Durant l’époque coloniale, les bistrot, buvette, dancing-bar, cabaret jouaient un rôle fondamental celui de sociabilité et de distraction. C’étaient les seuls endroits autorisés où les Congolais pouvaient se retrouver en groupe pour échanger ou tout simplement se divertir. Et cela se passaient autour d’un pot et des belles mélodies soit de la musique venant d’ailleurs soit de la musique du terroir. Leur rôle social est d’avoir su créer une certaine convivialité entre les personnes qui les fréquentaient, tout en leur donnant la possibilité de sortir de leur routine et de s’évader le temps d’un plaisir momentané. Ils servaient de cadre idéal pour les jouisseurs friands d’ambiance, d’alcool et de musique.
Pour ainsi dire, la musique congolaise moderne est intimement liée à ces lieux de loisirs qui servaient de sanctuaires et des lieux de passage incontournables des orchestres et des mélomanes.
D’autre part, ils servaient de terrain de prédilection aux orchestres pour leurs prestations scéniques ou la promotion de leurs œuvres et par conséquent, ils ont joué un grand rôle dans l’évolution, la vulgarisation, la promotion et l’épanouissement de la musique. A côté des orchestres se développaient également des associations d’hommes et de femmes, des groupes de soutien dont bon nombre ont été immortalisés à l’instar de Bana AGES, Amida, La pose, etc.

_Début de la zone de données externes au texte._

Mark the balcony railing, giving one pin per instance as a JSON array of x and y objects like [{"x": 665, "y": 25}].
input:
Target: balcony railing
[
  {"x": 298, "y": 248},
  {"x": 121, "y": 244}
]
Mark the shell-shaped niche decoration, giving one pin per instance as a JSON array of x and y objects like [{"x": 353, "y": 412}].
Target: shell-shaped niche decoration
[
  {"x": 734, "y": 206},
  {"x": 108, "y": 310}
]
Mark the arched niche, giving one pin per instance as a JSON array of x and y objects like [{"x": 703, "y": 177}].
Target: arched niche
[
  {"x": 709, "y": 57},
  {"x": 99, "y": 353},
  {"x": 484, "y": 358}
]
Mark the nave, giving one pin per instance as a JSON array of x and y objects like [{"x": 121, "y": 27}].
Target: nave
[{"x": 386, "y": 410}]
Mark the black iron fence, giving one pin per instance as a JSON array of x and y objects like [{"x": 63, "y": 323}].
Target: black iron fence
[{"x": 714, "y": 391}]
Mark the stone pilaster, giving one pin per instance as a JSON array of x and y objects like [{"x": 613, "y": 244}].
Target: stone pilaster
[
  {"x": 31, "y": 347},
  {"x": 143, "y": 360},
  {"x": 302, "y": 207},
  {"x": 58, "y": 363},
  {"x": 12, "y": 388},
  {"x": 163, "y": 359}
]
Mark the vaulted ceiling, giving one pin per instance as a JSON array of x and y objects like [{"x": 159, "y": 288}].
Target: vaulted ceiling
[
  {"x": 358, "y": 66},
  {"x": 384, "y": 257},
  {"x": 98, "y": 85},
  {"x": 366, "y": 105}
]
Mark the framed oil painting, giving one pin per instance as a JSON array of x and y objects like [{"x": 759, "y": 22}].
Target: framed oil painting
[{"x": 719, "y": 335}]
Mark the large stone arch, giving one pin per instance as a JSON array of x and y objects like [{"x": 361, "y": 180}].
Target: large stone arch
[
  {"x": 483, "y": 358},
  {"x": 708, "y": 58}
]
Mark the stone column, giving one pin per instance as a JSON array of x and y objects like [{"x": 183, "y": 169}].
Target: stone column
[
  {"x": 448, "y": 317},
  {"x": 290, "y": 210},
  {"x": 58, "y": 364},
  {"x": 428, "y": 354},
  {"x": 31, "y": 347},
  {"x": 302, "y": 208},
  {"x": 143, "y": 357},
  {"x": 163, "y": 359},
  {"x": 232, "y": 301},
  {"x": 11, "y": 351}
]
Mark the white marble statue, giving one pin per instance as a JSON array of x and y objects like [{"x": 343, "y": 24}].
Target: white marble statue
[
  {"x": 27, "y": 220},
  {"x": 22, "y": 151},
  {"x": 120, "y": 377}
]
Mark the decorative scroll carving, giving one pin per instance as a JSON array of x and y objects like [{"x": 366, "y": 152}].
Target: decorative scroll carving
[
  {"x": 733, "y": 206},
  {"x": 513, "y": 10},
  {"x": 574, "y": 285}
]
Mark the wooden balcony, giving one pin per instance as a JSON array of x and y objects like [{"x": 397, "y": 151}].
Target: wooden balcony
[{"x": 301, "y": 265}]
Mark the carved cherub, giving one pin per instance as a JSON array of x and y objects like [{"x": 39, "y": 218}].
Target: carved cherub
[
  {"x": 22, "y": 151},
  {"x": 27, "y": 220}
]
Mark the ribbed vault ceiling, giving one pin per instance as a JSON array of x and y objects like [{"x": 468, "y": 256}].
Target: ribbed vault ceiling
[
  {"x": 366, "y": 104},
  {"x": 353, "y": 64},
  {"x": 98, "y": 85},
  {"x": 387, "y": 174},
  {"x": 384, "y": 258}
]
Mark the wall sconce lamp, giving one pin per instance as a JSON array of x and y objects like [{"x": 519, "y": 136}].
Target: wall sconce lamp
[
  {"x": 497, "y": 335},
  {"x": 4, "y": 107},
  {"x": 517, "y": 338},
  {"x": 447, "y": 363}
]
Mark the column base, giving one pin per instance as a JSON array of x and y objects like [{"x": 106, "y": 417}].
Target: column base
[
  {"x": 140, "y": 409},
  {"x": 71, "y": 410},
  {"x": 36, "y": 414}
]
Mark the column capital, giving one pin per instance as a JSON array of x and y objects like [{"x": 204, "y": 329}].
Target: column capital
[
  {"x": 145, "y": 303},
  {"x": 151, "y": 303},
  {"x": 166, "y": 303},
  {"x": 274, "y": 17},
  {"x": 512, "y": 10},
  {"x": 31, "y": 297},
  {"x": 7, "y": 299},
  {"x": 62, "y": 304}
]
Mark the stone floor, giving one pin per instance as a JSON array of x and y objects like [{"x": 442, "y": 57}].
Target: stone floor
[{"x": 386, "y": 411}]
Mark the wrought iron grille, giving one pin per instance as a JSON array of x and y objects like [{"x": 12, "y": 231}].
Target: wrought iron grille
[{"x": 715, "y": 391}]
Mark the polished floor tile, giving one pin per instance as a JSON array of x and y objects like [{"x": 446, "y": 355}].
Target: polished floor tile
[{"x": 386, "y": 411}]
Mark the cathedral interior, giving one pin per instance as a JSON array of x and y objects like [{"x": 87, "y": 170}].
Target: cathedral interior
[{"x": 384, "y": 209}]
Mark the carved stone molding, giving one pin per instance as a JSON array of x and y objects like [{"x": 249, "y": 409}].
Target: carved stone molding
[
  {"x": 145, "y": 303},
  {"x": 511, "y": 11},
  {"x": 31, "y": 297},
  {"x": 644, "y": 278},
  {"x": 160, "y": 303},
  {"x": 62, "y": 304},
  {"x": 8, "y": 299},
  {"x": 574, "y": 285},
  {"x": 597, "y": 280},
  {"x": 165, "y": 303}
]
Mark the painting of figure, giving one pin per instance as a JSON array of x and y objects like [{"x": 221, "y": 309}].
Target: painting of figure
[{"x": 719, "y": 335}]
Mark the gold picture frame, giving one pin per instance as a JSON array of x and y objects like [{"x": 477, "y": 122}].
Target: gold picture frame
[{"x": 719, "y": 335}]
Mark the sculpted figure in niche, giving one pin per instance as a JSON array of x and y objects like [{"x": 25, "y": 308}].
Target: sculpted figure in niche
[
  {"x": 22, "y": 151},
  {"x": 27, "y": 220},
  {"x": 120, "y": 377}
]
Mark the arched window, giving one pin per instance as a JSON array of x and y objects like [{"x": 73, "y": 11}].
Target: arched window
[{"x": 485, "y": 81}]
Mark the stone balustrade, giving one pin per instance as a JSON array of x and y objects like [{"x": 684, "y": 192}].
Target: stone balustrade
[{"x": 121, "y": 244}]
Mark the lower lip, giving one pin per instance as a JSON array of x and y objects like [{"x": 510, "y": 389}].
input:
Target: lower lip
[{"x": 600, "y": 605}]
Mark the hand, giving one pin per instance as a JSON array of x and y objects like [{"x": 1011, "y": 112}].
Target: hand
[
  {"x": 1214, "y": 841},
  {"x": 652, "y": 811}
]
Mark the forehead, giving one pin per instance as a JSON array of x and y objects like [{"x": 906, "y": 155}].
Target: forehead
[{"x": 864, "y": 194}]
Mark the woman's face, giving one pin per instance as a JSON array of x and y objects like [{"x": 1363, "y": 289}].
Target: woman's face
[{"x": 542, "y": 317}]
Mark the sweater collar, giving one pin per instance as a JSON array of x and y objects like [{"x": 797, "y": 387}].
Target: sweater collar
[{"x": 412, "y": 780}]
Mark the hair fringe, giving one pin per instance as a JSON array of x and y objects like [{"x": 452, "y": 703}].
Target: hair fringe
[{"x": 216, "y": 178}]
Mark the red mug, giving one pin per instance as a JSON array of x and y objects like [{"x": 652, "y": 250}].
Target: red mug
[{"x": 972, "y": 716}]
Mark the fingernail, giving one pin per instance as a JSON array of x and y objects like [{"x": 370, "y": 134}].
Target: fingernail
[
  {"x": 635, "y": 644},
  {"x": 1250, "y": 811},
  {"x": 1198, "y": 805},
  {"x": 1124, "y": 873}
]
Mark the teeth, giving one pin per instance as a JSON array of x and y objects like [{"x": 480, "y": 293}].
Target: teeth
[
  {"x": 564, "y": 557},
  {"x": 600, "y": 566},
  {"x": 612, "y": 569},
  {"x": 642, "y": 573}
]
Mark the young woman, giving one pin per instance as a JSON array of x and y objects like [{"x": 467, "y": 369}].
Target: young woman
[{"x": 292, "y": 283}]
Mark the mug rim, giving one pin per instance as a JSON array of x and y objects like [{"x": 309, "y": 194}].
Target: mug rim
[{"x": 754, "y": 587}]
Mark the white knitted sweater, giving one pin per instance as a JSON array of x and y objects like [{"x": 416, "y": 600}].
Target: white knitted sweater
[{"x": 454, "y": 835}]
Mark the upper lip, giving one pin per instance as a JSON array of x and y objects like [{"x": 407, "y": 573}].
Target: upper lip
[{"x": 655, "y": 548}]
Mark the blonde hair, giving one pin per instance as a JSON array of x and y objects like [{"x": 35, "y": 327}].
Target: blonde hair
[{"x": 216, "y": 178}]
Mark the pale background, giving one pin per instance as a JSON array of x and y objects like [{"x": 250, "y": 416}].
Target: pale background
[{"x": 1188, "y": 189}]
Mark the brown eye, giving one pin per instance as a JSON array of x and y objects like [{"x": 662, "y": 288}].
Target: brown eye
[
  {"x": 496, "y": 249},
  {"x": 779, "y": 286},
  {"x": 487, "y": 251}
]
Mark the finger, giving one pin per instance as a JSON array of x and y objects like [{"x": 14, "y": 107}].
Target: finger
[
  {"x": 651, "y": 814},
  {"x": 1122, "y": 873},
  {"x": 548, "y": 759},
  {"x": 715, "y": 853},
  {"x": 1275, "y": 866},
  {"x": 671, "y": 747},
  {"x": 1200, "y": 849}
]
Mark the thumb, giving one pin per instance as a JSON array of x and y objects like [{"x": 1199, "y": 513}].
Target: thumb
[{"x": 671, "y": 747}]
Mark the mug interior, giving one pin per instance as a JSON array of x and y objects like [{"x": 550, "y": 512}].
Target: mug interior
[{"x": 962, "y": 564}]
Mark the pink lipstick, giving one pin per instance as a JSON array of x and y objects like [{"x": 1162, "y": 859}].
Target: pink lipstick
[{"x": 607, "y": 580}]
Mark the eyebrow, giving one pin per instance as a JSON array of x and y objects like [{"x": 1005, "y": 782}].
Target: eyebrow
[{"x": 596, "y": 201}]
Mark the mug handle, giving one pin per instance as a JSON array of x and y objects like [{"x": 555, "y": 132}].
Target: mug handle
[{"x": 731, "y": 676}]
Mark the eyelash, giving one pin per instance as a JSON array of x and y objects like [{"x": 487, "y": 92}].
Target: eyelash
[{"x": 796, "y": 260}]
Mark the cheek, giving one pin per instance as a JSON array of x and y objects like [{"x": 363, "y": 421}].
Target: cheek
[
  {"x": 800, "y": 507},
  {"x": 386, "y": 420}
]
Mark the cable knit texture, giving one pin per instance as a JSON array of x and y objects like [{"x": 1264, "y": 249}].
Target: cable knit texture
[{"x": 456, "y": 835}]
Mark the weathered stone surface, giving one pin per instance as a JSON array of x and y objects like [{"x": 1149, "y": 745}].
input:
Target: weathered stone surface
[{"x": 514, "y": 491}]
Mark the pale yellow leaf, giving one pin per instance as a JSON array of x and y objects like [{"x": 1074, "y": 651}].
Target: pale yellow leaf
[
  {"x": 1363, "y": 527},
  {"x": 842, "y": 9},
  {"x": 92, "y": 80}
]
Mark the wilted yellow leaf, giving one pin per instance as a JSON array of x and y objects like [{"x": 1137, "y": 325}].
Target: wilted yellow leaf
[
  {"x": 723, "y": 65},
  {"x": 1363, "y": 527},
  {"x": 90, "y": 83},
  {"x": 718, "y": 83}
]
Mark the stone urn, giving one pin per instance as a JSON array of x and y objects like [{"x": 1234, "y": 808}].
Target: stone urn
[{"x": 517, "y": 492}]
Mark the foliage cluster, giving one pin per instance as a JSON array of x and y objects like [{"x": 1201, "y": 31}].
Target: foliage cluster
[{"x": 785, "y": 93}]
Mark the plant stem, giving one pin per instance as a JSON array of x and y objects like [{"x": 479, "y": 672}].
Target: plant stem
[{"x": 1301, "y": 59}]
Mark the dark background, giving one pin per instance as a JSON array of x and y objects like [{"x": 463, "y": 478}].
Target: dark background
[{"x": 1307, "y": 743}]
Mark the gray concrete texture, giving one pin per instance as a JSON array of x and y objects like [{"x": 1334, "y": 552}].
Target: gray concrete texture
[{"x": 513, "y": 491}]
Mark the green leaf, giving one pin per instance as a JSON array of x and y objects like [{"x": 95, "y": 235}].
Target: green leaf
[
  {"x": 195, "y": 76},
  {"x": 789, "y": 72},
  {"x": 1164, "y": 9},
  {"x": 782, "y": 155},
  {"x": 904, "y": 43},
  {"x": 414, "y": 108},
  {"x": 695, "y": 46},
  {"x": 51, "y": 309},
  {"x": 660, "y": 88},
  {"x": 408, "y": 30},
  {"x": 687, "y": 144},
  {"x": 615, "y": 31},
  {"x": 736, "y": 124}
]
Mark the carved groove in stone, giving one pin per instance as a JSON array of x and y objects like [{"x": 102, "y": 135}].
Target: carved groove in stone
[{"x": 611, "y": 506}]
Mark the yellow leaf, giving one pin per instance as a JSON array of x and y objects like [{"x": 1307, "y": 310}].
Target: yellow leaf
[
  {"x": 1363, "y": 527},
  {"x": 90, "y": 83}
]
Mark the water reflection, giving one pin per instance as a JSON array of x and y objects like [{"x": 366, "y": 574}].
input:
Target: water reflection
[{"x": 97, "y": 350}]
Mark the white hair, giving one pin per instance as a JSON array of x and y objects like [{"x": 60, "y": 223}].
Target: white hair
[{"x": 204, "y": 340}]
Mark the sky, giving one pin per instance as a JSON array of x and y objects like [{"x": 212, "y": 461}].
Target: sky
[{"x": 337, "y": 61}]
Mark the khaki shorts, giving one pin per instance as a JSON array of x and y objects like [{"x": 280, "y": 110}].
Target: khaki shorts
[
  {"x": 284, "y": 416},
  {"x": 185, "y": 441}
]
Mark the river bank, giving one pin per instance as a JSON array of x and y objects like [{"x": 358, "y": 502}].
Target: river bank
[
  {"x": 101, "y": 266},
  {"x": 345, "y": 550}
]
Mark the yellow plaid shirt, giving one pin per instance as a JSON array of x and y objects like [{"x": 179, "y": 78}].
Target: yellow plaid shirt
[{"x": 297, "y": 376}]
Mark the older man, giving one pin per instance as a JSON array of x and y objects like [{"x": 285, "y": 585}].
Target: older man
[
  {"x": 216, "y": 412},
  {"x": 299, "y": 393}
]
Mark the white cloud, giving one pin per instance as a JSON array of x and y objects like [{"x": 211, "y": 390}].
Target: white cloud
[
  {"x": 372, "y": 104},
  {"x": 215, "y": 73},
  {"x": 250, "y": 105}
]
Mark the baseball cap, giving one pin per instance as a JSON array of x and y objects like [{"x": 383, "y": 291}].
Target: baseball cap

Au départ, ces débits de boisson étaient situés dans les quartiers jouxtant le centre-ville plus précisément au quartier Ngbaka où on retrouvait plus d’une dizaine de bars dans un petit espace. Bon nombre se situaient de part et d’autre de l’avenue Kasa Vubu. Sur avenue Tshuapa, on retrouvait les bars Yaka awa, Mbuma elengi, Congo bar et Air France ; à Itaga Ok Bar ou chez Cassien ; à Kitega Amouzou Bar et Macauley ; Golgot, Dit Théo bar, Kolo coast sur Luvua ; La Conga sur Kigoma, Polino bar sur Kabinda et tant d’autres Bosenge bar, Bonbon sucré.
D’autres bars se trouvaient dans la commune de Dendale, on avait Chez là-bas (kimpwanza bar), Chez Alex (un deux trois), Parafifi à Kanda Kanda, Petit Bois au quartier artisanal, Vis-à-vis Bar au rond point victoire, chez Kara au rond point Gambela-victoire.
A Bandal, il y avait Tshibangu bar et Cosbaki et à Kintambo Nzuzi bar croisement OUA et Komoriko.
A Ndjili, le bar qui était en vue et où les orchestres prestaient était chez Ndunga Ndunga appartenant au père du pasteur Couthino et à De bonhomme, il y avait Ma Crevette. Quant à Binza, l’endroit le plus en vue était Whisky à gogo.
Avec le temps certains groupes musicaux en ont fait leur point d’attache où ils répètaient ou livraient des concerts. Les cas de Parafifi pour l’African Jazz, d’Engels Bar pour le Festival des Maquisards, de Suzanella Maison Blanche pour l’African Fiesta National, de Kara pour Lovy du Zaïre.
Mais le plus célèbre d’entre eux est le bar Vis-à-vis qui était le passage obligé de tous les orchestres de Kinshasa, une sorte de temple de la musique.
Par reconnaissance du rôle primordial joué par ces bars dans la promotion de la musique congolaise, les artistes-musiciens ont immortalisé quelques uns à travers des chansons restées des intemporelles de la musique congolaise comme Parafifi (Grand Kallé), African Club (Kwamy), Club 53 (Rochereau), Nganda ya Émile Zola (Dewayon), Nganda Renkin (Michelino), Nganda Ma Campagne (Lola Chécain), Club 113 (orchestre Bamboula). Certains de ces bars sont également cités dans des chansons (Alex Bar, Café Rio, Café Rica, Boule Rouge).
Malheureusement ce pan de l’histoire de la musique congolaise ou carrément de l’histoire de la RDC est détruit car ces lieux emblématiques de la mémoire collective ont disparu et bon nombre sont transformés en églises. Or l’Etat devait protéger ces hauts lieux de la culture qui pouvaient aussi servir de sites touristiques et historiques.